The Sandbox dataset is shared and meant for examples. In a private environment, you can replace the table name (and catalog/namespace if needed) while keeping the same pattern: Client → branch → query → visualize.

# streamlit_app.py
import streamlit as st
import bauplan
import pandas as pd
from datetime import date
import matplotlib.pyplot as plt

# 1) Initialize Bauplan client
# The client will use your local profile or BAUPLAN_API_KEY for authentication.
# We'll also capture the username so we can scope a branch per user.
client = bauplan.Client()
username = client.info().user.username

# 2) Define a user-scoped branch
# Apps should never query `main` directly.

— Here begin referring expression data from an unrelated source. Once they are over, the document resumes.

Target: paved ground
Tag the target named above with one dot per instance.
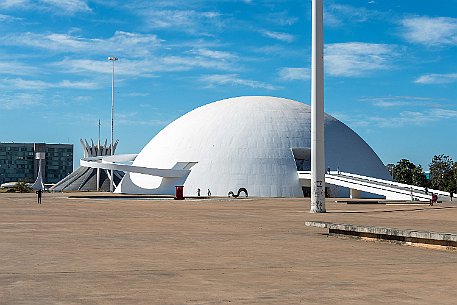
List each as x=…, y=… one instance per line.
x=85, y=251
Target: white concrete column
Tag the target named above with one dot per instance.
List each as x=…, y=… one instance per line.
x=354, y=194
x=317, y=110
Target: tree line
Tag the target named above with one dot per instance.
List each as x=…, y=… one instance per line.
x=443, y=173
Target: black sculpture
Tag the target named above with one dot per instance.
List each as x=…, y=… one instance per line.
x=242, y=189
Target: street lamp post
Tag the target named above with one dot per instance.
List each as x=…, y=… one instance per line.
x=113, y=59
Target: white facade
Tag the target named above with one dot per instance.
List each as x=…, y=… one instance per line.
x=246, y=142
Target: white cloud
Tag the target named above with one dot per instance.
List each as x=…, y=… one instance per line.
x=279, y=36
x=19, y=101
x=430, y=31
x=189, y=21
x=357, y=58
x=121, y=43
x=404, y=118
x=401, y=101
x=16, y=68
x=234, y=80
x=22, y=84
x=338, y=14
x=59, y=7
x=134, y=119
x=294, y=73
x=431, y=79
x=219, y=55
x=8, y=18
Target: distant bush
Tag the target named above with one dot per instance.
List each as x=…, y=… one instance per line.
x=22, y=187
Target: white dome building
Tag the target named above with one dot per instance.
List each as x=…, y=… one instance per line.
x=255, y=142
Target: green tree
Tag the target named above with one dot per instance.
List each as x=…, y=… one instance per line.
x=407, y=172
x=442, y=173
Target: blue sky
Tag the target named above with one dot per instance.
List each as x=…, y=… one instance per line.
x=391, y=67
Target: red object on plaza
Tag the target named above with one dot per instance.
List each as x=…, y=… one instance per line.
x=179, y=192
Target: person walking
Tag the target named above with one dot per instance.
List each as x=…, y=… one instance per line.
x=39, y=192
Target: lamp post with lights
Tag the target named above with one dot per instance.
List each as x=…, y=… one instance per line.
x=113, y=59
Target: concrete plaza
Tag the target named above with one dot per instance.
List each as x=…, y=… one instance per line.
x=217, y=251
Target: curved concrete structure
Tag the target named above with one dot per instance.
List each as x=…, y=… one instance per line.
x=254, y=142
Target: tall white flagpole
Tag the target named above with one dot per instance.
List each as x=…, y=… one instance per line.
x=317, y=110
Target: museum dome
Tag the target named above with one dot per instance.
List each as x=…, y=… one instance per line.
x=253, y=142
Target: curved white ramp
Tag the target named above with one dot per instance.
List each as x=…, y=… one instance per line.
x=391, y=190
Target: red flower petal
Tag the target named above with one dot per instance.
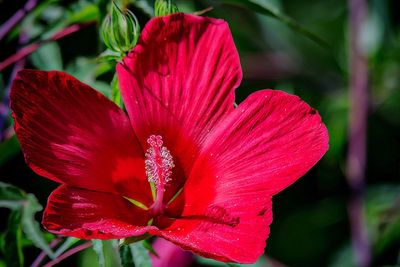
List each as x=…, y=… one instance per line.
x=71, y=134
x=271, y=140
x=93, y=215
x=179, y=82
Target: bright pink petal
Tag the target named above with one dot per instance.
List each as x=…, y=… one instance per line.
x=271, y=140
x=93, y=215
x=179, y=82
x=74, y=135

By running against a personal branch,
# you keep exploration isolated from production.
exploration_branch = f"{username}.exploration_app"

# Sidebar for UI inputs
st.sidebar.header("Filters")

# 3) Date inputs
# The sandbox dataset contains fhvhv taxi rides for 2023.
# Default to the month of January 2023 for reproducibility.
start_date = st.sidebar.date_input("Start date", value=date(2023, 1, 1))
end_date = st.sidebar.date_input("End date", value=date(2023, 1, 31))

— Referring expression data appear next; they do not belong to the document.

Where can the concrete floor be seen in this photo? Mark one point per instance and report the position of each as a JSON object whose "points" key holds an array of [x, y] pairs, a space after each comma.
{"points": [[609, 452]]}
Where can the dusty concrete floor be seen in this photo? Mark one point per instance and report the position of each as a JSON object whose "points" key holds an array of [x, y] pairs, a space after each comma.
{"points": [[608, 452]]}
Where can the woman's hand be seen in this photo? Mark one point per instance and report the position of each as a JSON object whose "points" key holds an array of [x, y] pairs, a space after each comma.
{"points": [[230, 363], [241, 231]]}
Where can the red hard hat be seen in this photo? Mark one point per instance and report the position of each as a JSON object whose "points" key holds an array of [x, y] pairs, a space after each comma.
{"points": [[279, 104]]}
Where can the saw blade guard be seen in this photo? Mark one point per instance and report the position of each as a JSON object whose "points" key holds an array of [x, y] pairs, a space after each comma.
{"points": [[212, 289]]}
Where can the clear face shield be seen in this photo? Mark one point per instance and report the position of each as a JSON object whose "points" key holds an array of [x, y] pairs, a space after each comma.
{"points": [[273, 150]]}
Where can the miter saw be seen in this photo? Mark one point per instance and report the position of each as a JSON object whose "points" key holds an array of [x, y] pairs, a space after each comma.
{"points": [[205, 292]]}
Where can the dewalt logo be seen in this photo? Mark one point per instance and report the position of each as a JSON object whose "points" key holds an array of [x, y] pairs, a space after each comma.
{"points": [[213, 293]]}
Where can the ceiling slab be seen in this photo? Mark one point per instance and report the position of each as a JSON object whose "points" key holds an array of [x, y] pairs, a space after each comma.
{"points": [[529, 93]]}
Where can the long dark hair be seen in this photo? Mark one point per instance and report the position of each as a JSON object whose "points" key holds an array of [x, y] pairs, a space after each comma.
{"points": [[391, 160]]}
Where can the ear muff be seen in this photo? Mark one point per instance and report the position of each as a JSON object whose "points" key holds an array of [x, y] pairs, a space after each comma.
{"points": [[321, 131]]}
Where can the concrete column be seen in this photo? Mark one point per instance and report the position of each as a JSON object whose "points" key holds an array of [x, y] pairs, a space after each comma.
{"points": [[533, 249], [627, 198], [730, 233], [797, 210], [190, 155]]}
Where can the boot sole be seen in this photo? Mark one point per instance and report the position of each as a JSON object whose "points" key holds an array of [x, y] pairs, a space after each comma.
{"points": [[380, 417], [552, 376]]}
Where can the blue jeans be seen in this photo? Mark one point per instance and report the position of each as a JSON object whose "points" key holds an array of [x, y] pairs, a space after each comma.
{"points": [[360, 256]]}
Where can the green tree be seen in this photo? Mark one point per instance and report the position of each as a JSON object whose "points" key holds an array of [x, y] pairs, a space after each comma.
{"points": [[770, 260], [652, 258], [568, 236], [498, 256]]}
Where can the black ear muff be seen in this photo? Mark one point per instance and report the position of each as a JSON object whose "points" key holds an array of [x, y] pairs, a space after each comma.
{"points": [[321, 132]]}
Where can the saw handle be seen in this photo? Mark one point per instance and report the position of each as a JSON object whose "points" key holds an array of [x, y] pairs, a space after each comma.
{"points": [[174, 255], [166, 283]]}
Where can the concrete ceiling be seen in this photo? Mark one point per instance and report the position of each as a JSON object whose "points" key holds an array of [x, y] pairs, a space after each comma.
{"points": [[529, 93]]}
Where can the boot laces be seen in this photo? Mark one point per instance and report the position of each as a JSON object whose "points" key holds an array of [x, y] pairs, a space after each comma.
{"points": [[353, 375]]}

# Guard against invalid ranges
if start_date > end_date:
st.warning("Start date must be <= end date.")
st.stop()

# 4) Query function (cached)
# We wrap the SQL query in @st.cache_data so Streamlit reuses results
# instead of re-running the query every time the page refreshes.
@st.cache_data(show_spinner="Running query…")
def run_query(start: str, end: str, ref: str) -> pd.DataFrame:
query = f"""
SELECT
DATE_TRUNC('day', pickup_datetime) AS dt,
COUNT(*) AS rides
FROM taxi_fhvhv
WHERE pickup_datetime BETWEEN '{start}' AND '{end}'
GROUP BY dt
ORDER BY dt ASC
"""
return client.query(query, ref=ref).to_pandas()

# Execute the query against the sandbox table on our branch
df = run_query(start_date.isoformat(), end_date.isoformat(), exploration_branch)

st.subheader("Rides per day")

# Stop early if the query returned no rows
if df.empty:
st.info("No rows for the selected date range.")
st.stop()

# 5) Normalize data types
# Ensure datetime and numeric types are consistent for plotting.
df["dt"] = pd.to_datetime(df["dt"], errors="coerce")
df["rides"] = pd.to_numeric(df["rides"], errors="coerce").fillna(0).astype("int64")

# 6) Display the result table
st.dataframe(df, use_container_width=True)

# 7) Create a bar chart with matplotlib
# We render server-side with matplotlib, then embed the figure in Streamlit.
labels = df["dt"].dt.strftime("%Y-%m-%d")
values = df["rides"].values

fig, ax = plt.subplots(figsize=(max(6, len(df) * 0.25), 4))
ax.bar(labels, values)
ax.set_xlabel("Date")
ax.set_ylabel("Rides")
ax.set_title(f"Rides per day ({start_date}{end_date})")
ax.tick_params(axis="x", labelrotation=45)
fig.tight_layout()

# 8) Render the chart in the app
st.pyplot(fig, clear_figure=True)

Run it

Create a virtual environment and install the dependencies:

python -m venv .venv
source .venv/bin/activate
pip install streamlit bauplan pandas

Then start the Streamlit app, run in your terminal:

streamlit run streamlit_app.py

Open the URL shown in your terminal (usually http://localhost:8501) to view the app in your browser.